The company continued its turnaround into the second and third quarters of 1999. 'Carson is clearly making progress,' Yesner said in an October 25, 1999 press release. 'Our efforts to increase sales, improve margins, and revitalize our core brands are yielding results. We are highly enthusiastic regarding the outlook for the company.' Investors, however, did not appear to share Yesner's optimism. The company's stock, which had fallen to $2 per share in late 1998, continued to hover in the $3 range through the third quarter of 1999.
As 1999 wound down, Carson was optimistic that it could continue making gains in its sales and earnings. The company planned to remain tightly focused on the ethnic hair market and to continue trimming expenses--including a $2.5 million reduction in annualized employee expenses.
Carson was planning several new products and promotions expected to build on the success of its two most profitable product lines, Dark & Lovely and Johnson Products. A new Dark & Lovely relaxer kit was planned for introduction in 2000. The company was also in the process of building an e-commerce website that would serve investors, retailers, and end-users of Carson products. It anticipated having the site operational by the beginning of the year 2000.
Finally, Carson planned to continue expanding rapidly in overseas markets, deepening its presence in Africa, South America, and Europe. With an estimated ten million people of color in Europe, 80 million in South America, and 230 million in Africa, the potential for growth in these markets was virtually unlimited. As of October 1999, exports accounted for only ten percent of the company's sales, but this percentage was likely to grow in the future.

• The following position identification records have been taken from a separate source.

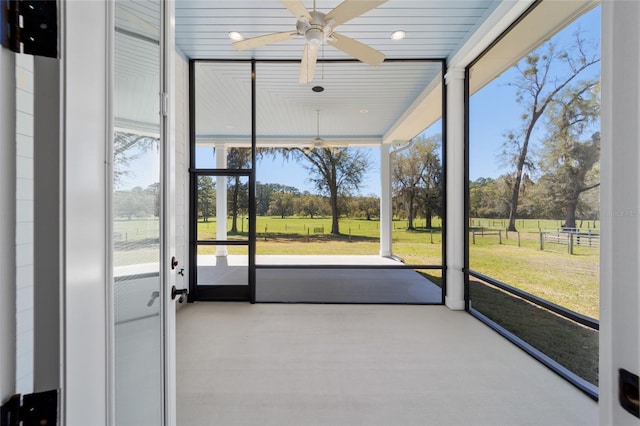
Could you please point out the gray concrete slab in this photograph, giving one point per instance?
(345, 286)
(375, 365)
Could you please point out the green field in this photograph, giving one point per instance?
(571, 281)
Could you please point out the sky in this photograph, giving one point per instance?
(487, 127)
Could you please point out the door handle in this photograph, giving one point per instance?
(175, 292)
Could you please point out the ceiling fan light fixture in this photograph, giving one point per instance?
(398, 35)
(314, 36)
(235, 36)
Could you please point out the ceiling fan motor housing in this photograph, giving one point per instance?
(316, 30)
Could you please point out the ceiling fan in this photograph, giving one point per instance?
(317, 28)
(318, 142)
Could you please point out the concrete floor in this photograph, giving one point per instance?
(297, 364)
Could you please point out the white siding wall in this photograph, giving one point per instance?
(182, 167)
(24, 223)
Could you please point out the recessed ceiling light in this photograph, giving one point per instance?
(398, 35)
(235, 36)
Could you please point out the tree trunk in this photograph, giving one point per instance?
(570, 213)
(410, 224)
(234, 206)
(334, 213)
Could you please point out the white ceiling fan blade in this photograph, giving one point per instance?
(349, 9)
(360, 51)
(296, 8)
(308, 64)
(334, 144)
(254, 42)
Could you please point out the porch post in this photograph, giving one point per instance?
(385, 201)
(7, 224)
(455, 189)
(221, 199)
(620, 202)
(46, 223)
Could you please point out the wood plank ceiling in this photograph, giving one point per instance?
(286, 109)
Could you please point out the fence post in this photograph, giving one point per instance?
(570, 243)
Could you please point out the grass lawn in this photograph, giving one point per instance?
(571, 281)
(569, 343)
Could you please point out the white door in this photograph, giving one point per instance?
(143, 311)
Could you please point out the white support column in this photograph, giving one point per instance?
(7, 224)
(620, 206)
(87, 133)
(455, 188)
(221, 200)
(385, 201)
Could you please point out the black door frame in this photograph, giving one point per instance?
(220, 292)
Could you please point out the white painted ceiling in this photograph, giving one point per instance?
(286, 111)
(435, 28)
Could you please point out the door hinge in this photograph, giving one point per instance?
(164, 104)
(40, 408)
(30, 26)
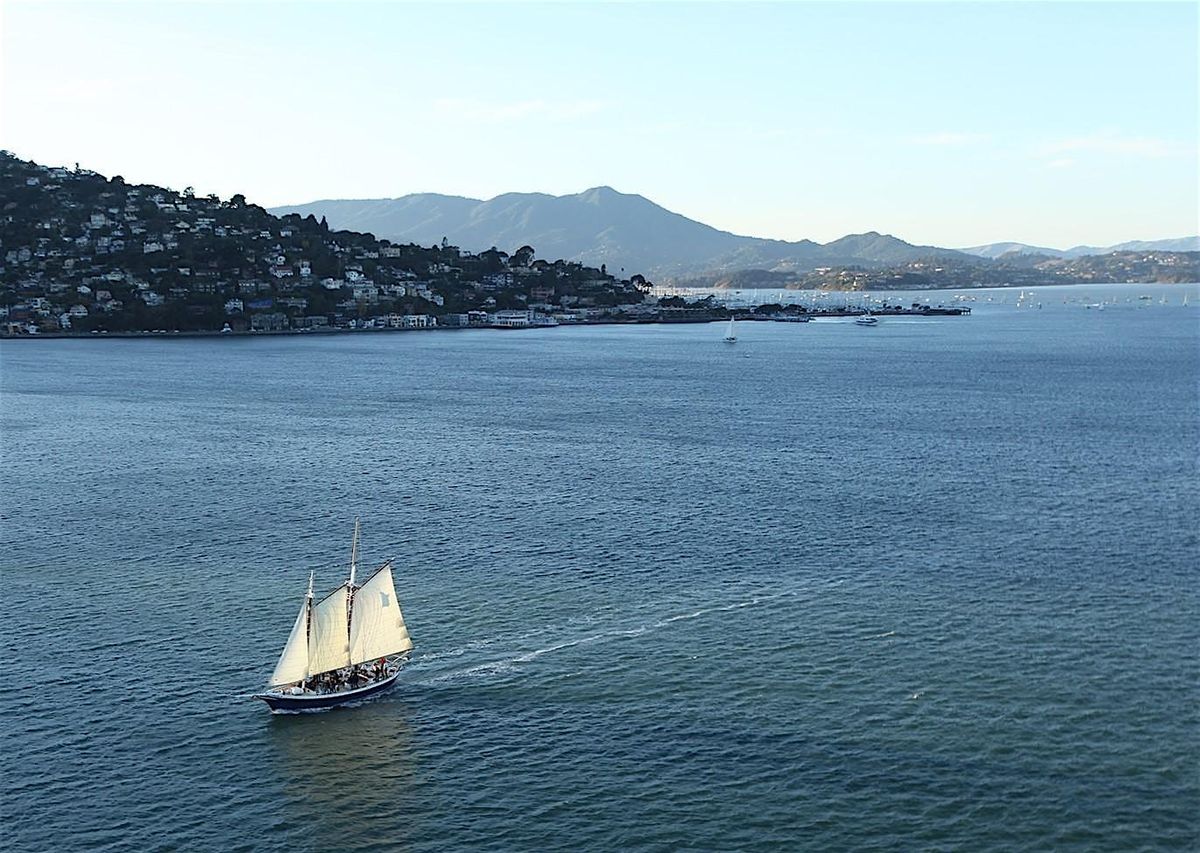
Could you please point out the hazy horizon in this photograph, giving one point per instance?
(954, 125)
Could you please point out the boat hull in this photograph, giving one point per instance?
(301, 703)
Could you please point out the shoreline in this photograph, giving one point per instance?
(341, 330)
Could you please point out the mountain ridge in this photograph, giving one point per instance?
(628, 230)
(601, 226)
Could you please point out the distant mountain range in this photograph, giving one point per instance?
(997, 250)
(629, 233)
(600, 226)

Principal Subsidiaries: Carson Products Company; Carson Management Company; Johnson Products Co., Inc.; Carson Holdings Limited (South Africa); Carson Products Do Brasil; Carson UK Ltd.; Dermablend, Inc.; Carson Products (Proprietary) Limited (South Africa); Carson Products West Africa Limited (Ghana); Carson Products East Africa Limited.
Principal Competitors: Alberto-Culver Company; Revlon, Inc.; Soft Sheen Products Inc.